As part of our on-going work towards digital security, Link Group has recently been accredited with the Cyber Essentials certification.
The government-backed scheme helps organisations ensure adherence with security best practice for protection against the most common cyber-attacks. Cyber Essentials seeks to help businesses defend against most cyber-attacks, attacks which are generally very basic in nature; these attacks are often described as the digital equivalent of a thief trying lots of doors until they find an unlocked one.
Preparing for Cyber Essentials
We decided to prepare to achieve Cyber Essentials a few months before our regular cybercrime audit. This meant we were well positioned when the audit arrived because we discovered these audits would be based around the standards outlined in the government’s Cyber Essentials scheme (CES). The objective of introducing CES into Link’s strategy was to improve our cyber resilience by aligning as closely as possible with the CES baseline of security standards.
The process for gaining CES certification begins with familiarising the business with cyber security terminology and adopting techniques to secure the digital infrastructure. This leads to the completion of a self-assessment application which treats the risks associated with the most common cyber threats. This exercise removes the business from those which would be considered as ‘low-hanging fruit’ to the attackers.
While our ICT&D service was already adhering with a subset of the Cyber Essentials requirements, a large programme of change was needed to broaden our compliance with the recommended security standards stipulated by CES across five areas: boundary firewalls and internet gateways; secure configuration; access control; malware protection; and patch management.
We did have some challenges to overcome to meet all the standards, mainly due to our ICT&D services being weaved into many remote sites and distinct business areas, requirements and activities across Scotland. The work included the introduction of new policies and procedures, hardening configurations, refreshing hardware and purchasing software specifically to help manage security in our ICT&D services ecosystem.
Mobile ‘sandboxes’
While we did have a mobile device management (MDM) package, we decided to upgrade to a solution which would isolate all our business apps in a ‘sandbox’ on each mobile device. This enforced a defined standard regarding device compliance, configuration, control and reporting to deliver more robust assurance to the business.
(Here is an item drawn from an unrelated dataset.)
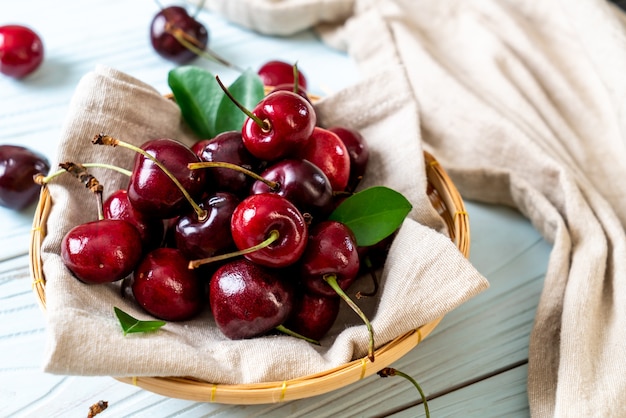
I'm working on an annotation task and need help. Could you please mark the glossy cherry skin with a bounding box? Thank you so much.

To gain further intelligence and monitoring capabilities regarding our infrastructure, network and servers, we deployed vulnerability agents to monitor all our servers and a subset of desktops and laptops. These monitors determine if patches have been applied successfully and can detect security misconfigurations. The findings from this effort informed our security risk register and will trigger its vulnerability remediation processes.
In addition to this, we introduced a robust password management system comprising a series of encrypted vaults to facilitate the generation and storage of unique and cryptographically complex passwords for our administrator accounts.
Security training for staff
We also instituted security awareness training for all staff. This heuristically-guided training covers social engineering such as phishing emails, malicious websites and details best-practice security hygiene. The training is delivered during staff inductions and internal events and we will soon roll out annual online refresher training on the core security awareness concepts. Importantly, of all our security-related interventions, the training has had the most impact.
At the start of the training we discuss the ‘cyber security conundrum’ which poses three questions: who is to blame; what do we have to fear; and who is responsible?
We summarise that it is the attackers to blame and that they should fear the legal ramifications of their actions. Staff are urged not to be afraid as fear paralyses and, finally, we agree everyone in the organisation is responsible for security.
Staff are then trained to identify warning signs in emails (such as hyperlinks and attachments) which signify that they may be malicious. Encouragement is given to report any email, website or behaviour on their computer or mobile device which they are uncertain about, regardless of the degree of uncertainty. A reporting button was also rolled out to all email clients to make the reporting process just three easy clicks.
This exercise has acknowledged the ability and capacity of Link staff to be our strongest allies in terms of helping us to defend the business from external threats. The security awareness training was developed and informed by academic research into how to effectively design and deliver security awareness training. The training package was also shared with the Scottish NHS via The School of Design and Informatics at Abertay University to help them to design a security awareness program.
Our staff report multiple phishing emails every day; our ICT&D service then analyses and blocks malicious content from those emails. We also make a point of always thanking and letting the reporting member of staff know the conclusion of the analysis and any actions taken as a result of their report – very few of the reports turn out to be false positives.
GDPR compliance
Cyber Essentials is also a good way of showing compliance with GDPR; the Cyber Essentials website says, “The Information Commissioner’s Office (ICO), whose job it is to uphold the GDPR in the UK, recommends Cyber Essentials as a good starting point for the cyber security of the IT you rely on to hold and process personal data.”
Interestingly, we have also noticed that during procurement exercises, Cyber Essentials has started to become a common theme in the desired ICT&D security requirements of tenders.
Securing Cyber Essentials is only the beginning of our journey towards cyber resilience. Our next goal is to get ready for compliance with Cyber Essentials Plus and to build our compliance toward best-practice security management frameworks such as COBIT (control objectives for information and related technologies and to adopt a subset of the United States’ National Institute of Standards and Technology (NIST) guidance.
Gareth Renaud is an ICT&D services technical team officer at Link Group.